British Kashmiri groups staged protests in the UK against the Indian government’s decision to withdraw the special status of Jammu and Kashmir, even as UK MPs launched tit-for-tat letters to prime minister Boris Johnson over the issue.
The “Stop Killing in Kashmir” protest saw a group of anti-India banner-wielding protesters gather outside the Consulate General of India in Birmingham on Friday at a demonstration organised by the Tehreek-e-Kashmir pro-independence outfit.
Meanwhile, a group of British Muslim MPs from the Labour Party had issued a letter to Johnson demanding that the UK “strongly condemn” the actions of the Indian government as it described the decision to revoke Article 370 as an “orchestrated coup” by India.
The letter calls on the British prime minister to consider the wider context of the action led by prime minister Narendra Modi. It is drafted by UK shadow minister for justice Yasmin Qureshi and signed by eight other mostly Pakistani-origin.
In a counter-attack, Conservative Party MP Bob Blackman hit back with his letter addressed to the British prime minister on Friday, accusing the Labour Party of breaking from Britain’s long-held position that any matter concerning Kashmir is a “strictly bilateral issue”.
Blackman, the north London MP who has been a long-time supporter of Modi, writes in his letter that as a democratically elected government, the Indian prime minister is “perfectly entitled” to implement his party’s election manifesto.
“Constitutional changes are an internal matter for India. There is a widely respected convention that we do not interfere in the domestic affairs of a third country, especially a long-standing friend and ally like India,” he notes.
The Tory MP accused the Opposition MPs of making provocative claims against India which has a long-established tradition of respecting all faiths. The letter attracted support on social media from a wide range of BJP supporters.

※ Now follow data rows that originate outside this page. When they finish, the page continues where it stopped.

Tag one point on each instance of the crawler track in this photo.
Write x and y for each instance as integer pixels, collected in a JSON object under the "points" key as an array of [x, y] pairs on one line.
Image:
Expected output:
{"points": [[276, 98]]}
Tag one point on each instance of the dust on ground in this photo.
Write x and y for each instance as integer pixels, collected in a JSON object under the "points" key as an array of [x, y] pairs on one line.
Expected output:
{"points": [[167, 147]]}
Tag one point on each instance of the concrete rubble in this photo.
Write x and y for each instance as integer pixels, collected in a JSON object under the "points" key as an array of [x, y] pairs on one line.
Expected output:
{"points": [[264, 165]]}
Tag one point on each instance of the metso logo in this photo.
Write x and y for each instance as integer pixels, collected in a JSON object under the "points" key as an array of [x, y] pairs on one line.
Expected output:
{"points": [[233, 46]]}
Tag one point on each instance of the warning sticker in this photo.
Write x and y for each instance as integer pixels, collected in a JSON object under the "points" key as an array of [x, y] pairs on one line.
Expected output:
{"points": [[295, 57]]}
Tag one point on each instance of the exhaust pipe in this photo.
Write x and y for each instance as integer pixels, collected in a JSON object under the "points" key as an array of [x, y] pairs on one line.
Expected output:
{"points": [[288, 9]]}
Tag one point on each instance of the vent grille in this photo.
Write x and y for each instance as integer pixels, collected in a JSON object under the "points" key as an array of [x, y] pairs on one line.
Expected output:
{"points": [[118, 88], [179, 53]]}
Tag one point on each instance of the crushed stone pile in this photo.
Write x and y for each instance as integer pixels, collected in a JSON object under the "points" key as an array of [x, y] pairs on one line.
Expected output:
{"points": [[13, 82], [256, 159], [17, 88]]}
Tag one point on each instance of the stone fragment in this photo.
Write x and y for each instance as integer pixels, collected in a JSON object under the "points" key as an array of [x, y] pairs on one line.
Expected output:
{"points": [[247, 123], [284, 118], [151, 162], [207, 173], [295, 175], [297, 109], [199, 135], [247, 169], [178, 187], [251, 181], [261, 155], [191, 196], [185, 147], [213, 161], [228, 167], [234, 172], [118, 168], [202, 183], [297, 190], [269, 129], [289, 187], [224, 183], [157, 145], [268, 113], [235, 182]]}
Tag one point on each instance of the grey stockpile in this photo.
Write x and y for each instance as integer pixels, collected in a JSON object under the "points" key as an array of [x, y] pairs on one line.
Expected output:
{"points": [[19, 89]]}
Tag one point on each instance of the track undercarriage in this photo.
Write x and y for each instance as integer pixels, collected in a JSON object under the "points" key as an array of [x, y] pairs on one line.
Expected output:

“Alongside the (rather effective) political point scoring, Bob Blackman makes very serious points which merit equally serious response from the Labour Party. Surely you can’t allow unrepresentative minority of MPs hijack the long-standing friendship,” said Manoj Ladwa, a BJP supporter and CEO of UK-based media house India Inc.
Downing Street has not made an official statement on the issue but in a read-out of a telephone conversation between Johnson and Pakistani prime minister Imran Khan earlier this week, the situation was referred to as “serious”.
“The leaders discussed the serious situation in Kashmir and agreed on the importance of maintaining dialogue,” the Downing Street statement said.
India has maintained that Jammu and Kashmir is its integral part and the issue of withdrawing special status to the state and its bifurcation are strictly internal to the country.
The UK government has previously expressed “concerns” over the situation in Jammu and Kashmir after India scrapped Jammu and Kashmir’s special status and bifurcated it into two union territories of Jammu and Kashmir, and Ladakh.
“We’ve expressed some of our concerns around the situation and called for calm, but also had a clear readout of the situation from the perspective of the Indian government,” said UK foreign secretary Dominic Raab, when asked about the issue during his visit to the US.
In a previous statement, UK’s Foreign and Commonwealth Office (FCO) spokesperson had said the UK was following developments closely and supported calls for the situation to remain calm.
Prime minister Modi defended his government’s decision to scrap the special status of Jammu and Kashmir and promised all-round development, early and transparent elections and an end to terrorism there.
“Removal of Article 370 is a reality, and it was a well thought out decision,” Modi said during his address to the nation on Thursday on the situation in Kashmir.